We got a taxi from the airport to our hotel. I know that Singapore has a lot of critics and I was certainly one the first time I went there. But really the odds were stacked against a good holiday when my bags were lost, my clothes (winter ones) were funky and not in a good way, and I got food poisoning (dodgy fish ball). This time I liked Singapore though. Most of the other cities that we visited have not bothered about the road from the airport to the city they're just ugly, but in singapore there's bouganvillea and trees and flowers and it's tropical and quite pretty. It certainly helps distract you from all those apartment buildings and there are a lot.
So we arrived at our hotel which was very nice and situated on the main shopping area. We 'freshened up' and were amused to find that our bathroom had a big window looking into our bedroom so Jack and I could sit in the bath and wave at S. There was also a marble seat in the shower which Jack and S thought was okay. I found them both sitting there with the water pouring over them, looking very happy.
We decided to check out the shops. We found a supermarket and I had fun poking around. Now we know that I love a market, but I also love looking at supermarkets in other countries. The supermarkets in England are very good. Such an amazing amount of produce from all over the world (guess air miles are not a priority) and the take home meals are astounding. Not the muck that you get here which is usually crappy lasagna or fried rice. At places like Waitrose or M& S food and even the cheaper supermarkets, you can get roasted duck salad with rice noodles, or a selection of curries with accompaniments or wild Scottish salmon with kipfler potatoes...you get the idea. And the desserts. Lemon tarts, chocolate fondant, panna cotta. Astounding. I can't see why people would need to cook (and this from me, someone who enjoys cooking). I know the chef at the manor has certainly given up!
The Supermarkets in Scotland were much the same and with no veal (though lots of expensive NZ lamb). What is the story? Is it because veal (oh so yummy) is murder?
The french supermarche, well we really only went to the one in Jouy, was great. Such good wine for so little money. Ahhh. And great puddings. In France it was so easy to buy things for a dinner with good bread, cheese, tomatoes, ham and wine. And the butter. I bought this breton-paysan butter which had salt crystals in it. So delicious. My tastebuds were happy but I'm sure my heart was saying, "eeeeek!"

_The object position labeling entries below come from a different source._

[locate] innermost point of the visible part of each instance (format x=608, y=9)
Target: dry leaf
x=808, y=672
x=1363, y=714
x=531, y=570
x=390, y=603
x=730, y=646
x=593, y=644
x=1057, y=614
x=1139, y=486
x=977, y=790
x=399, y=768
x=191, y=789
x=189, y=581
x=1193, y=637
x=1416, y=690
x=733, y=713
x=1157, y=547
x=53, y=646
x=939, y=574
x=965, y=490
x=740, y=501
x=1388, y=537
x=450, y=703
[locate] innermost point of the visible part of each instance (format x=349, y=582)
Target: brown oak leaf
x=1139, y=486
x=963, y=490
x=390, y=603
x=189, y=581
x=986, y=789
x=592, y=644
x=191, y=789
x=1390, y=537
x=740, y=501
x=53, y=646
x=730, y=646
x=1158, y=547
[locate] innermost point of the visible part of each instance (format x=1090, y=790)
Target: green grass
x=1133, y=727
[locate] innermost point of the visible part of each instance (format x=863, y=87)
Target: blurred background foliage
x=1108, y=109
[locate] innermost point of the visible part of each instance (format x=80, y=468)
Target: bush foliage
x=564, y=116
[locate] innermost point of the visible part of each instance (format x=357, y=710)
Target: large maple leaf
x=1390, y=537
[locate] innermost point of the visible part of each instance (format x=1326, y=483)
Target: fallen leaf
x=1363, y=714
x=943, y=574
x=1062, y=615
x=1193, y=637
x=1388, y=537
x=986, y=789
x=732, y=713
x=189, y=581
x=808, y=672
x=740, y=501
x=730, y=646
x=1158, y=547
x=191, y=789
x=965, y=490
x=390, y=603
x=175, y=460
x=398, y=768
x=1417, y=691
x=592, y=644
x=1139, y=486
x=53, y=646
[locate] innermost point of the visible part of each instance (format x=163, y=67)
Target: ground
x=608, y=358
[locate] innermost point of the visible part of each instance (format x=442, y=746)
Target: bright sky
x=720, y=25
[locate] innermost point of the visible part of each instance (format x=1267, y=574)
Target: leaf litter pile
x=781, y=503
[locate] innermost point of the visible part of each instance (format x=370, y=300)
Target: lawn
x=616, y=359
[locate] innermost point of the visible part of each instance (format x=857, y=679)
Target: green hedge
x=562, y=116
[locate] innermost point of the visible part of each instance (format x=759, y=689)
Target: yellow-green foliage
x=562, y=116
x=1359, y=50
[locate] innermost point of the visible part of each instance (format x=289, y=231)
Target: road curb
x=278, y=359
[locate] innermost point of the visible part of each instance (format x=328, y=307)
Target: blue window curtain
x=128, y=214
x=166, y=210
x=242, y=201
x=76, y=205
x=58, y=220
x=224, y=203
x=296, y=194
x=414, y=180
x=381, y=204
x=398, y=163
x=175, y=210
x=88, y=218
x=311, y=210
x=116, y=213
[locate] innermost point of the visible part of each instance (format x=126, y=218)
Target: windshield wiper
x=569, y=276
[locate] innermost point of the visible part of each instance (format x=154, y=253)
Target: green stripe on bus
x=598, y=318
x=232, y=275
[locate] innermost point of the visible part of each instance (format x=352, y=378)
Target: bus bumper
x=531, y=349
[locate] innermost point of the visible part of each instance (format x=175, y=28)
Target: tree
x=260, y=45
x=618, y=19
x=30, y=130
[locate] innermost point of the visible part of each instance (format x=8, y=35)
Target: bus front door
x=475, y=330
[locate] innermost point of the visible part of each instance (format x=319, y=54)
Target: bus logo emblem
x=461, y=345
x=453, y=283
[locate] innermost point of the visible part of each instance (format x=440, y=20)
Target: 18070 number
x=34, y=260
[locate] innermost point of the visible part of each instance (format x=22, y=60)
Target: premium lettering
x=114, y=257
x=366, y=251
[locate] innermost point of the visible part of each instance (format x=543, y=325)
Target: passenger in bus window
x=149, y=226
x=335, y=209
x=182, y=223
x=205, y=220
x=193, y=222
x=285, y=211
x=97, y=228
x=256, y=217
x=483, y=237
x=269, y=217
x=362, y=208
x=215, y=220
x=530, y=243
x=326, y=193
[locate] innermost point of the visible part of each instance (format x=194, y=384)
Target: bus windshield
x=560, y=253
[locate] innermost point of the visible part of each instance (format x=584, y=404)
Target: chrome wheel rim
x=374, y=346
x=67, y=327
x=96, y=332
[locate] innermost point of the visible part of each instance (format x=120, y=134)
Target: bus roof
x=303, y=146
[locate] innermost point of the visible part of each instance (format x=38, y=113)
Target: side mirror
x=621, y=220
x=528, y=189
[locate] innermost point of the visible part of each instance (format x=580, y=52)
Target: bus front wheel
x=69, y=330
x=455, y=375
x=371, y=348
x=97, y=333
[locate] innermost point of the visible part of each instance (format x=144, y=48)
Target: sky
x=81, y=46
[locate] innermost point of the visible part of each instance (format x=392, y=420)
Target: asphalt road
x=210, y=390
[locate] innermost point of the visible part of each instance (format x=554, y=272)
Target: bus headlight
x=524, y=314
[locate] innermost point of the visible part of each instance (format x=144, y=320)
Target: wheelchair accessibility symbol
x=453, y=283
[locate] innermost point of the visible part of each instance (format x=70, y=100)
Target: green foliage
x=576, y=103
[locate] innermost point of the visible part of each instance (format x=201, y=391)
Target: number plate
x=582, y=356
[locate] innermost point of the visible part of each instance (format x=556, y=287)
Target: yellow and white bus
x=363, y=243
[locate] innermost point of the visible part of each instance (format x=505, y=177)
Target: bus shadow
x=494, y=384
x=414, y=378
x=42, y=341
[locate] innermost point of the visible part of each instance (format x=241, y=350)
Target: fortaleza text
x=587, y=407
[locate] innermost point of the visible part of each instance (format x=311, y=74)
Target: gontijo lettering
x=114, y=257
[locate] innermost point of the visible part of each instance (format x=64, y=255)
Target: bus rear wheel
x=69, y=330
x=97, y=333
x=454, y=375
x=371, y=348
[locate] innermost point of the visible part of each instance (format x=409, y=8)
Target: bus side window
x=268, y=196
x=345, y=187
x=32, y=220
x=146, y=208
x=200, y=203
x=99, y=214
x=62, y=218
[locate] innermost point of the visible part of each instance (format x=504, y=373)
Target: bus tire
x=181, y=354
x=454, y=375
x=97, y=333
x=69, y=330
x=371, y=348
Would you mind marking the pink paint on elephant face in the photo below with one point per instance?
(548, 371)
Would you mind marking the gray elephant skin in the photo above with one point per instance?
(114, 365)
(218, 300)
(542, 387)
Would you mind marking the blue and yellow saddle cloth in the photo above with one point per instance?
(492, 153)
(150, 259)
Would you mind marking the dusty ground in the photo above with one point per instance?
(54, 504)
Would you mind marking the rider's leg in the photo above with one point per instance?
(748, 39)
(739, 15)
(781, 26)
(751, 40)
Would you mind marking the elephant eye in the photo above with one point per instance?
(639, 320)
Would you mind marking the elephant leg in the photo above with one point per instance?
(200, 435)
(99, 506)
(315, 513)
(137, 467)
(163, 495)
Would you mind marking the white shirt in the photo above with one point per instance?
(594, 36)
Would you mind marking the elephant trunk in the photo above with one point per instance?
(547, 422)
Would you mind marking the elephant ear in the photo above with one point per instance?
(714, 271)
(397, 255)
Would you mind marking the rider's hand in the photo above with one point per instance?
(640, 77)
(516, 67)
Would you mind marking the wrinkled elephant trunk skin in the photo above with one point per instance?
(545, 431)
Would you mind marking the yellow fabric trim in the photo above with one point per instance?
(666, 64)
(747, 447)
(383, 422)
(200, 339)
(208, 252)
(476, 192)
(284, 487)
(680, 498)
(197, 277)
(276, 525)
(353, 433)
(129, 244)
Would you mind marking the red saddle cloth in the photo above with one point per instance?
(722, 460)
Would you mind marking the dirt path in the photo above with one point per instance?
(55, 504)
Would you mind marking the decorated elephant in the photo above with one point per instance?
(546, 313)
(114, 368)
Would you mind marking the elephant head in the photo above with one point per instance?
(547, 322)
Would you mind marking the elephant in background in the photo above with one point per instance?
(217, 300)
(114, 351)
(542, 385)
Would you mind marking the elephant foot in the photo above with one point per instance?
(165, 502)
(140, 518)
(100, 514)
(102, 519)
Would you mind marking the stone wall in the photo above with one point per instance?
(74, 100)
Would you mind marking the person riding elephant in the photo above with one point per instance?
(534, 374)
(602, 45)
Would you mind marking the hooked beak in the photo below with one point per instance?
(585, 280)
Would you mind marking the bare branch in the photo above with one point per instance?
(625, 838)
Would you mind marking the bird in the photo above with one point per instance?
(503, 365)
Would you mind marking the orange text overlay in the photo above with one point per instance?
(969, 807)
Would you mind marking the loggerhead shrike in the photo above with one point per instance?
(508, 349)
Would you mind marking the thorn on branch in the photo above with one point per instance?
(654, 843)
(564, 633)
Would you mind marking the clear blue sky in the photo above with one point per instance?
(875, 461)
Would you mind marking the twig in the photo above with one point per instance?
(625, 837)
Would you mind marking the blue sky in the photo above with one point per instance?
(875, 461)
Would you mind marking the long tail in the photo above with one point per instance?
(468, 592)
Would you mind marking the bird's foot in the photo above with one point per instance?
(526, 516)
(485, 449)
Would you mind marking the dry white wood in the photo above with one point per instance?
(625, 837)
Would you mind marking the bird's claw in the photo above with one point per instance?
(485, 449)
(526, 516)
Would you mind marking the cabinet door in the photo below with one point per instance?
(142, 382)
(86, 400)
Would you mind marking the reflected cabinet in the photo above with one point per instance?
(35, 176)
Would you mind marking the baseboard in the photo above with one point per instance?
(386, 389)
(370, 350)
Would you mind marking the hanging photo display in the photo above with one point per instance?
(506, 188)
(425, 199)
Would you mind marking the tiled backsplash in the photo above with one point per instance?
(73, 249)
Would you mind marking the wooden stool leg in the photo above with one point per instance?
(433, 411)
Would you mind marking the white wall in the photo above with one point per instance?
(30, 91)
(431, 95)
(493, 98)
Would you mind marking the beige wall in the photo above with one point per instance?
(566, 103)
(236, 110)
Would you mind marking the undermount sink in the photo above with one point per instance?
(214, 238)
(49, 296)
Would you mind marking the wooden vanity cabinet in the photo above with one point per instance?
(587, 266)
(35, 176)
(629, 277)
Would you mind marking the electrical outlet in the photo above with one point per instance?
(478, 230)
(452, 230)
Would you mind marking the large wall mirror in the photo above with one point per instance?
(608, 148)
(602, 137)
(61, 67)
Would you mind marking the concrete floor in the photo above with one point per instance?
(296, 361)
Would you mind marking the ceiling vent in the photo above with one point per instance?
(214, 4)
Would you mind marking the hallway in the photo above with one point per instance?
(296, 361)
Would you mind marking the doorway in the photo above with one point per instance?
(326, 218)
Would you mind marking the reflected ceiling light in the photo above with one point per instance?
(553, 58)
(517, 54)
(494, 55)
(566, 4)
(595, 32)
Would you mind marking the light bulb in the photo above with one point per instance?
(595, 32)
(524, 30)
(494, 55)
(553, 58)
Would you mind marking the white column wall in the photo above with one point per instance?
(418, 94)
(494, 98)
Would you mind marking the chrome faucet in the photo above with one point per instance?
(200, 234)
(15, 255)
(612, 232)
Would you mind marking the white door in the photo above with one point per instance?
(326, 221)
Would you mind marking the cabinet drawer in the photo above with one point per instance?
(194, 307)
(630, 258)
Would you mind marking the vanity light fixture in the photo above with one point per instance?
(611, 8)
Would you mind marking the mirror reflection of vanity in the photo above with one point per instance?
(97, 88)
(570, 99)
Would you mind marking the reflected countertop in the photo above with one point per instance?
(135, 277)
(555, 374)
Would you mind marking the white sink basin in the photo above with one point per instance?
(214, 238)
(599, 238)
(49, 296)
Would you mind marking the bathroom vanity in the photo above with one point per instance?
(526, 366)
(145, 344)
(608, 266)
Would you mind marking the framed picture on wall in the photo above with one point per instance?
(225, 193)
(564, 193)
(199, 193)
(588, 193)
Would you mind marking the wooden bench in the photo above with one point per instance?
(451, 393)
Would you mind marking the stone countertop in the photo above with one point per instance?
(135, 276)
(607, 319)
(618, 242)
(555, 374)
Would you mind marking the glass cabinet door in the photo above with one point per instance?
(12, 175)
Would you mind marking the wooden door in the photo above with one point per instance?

And so to Singapore supermarkets. They are fun. They usually have heaps of Japanese groceries which are always worth a look and usually a big area of fresh sashimi and sushi, which looked delicious. Then there's usually a little barbecue or two cooking up squid balls or red bean pancakes (in the shape of a fish!) so it always smells yummy. There's lots of products from all over the world and I could've spent hours checking stuff out but I don't think Jack and S would've been happy.
And everywhere we went people talked to Jack, smiled at him, stroked his hair and asked a million questions about him (and how old S was though not sure how that was relevant).
After perusing in a Singaporean department store I was in the mood for some Char Kway Teow (a kind of malaysian wok fried rice noodles which are so good). Actually I'd been wanting some since we were in Singapore on the way over. I had been given some vague directions from a fellow guest at the hotel but they turned out to be too vague. We ended up in a food hall full of locals and no tourists but there was no Char Kway Teow on offer so we ended up having wonton noodle soup and some not so crispy duck with noodles and fresh watermelon and papaya juice. It was okay but not Char Kway Teow. Maybe next time when I have more energy I'll go in search of them or the next time I'm in Sydney. There's a noodle bar in Campsie that does them well.
We ate a cinnamon chocolate gelato on the way back to the hotel and went to bed as we were off early the next day on our last flight back to Sydney. Nearly home.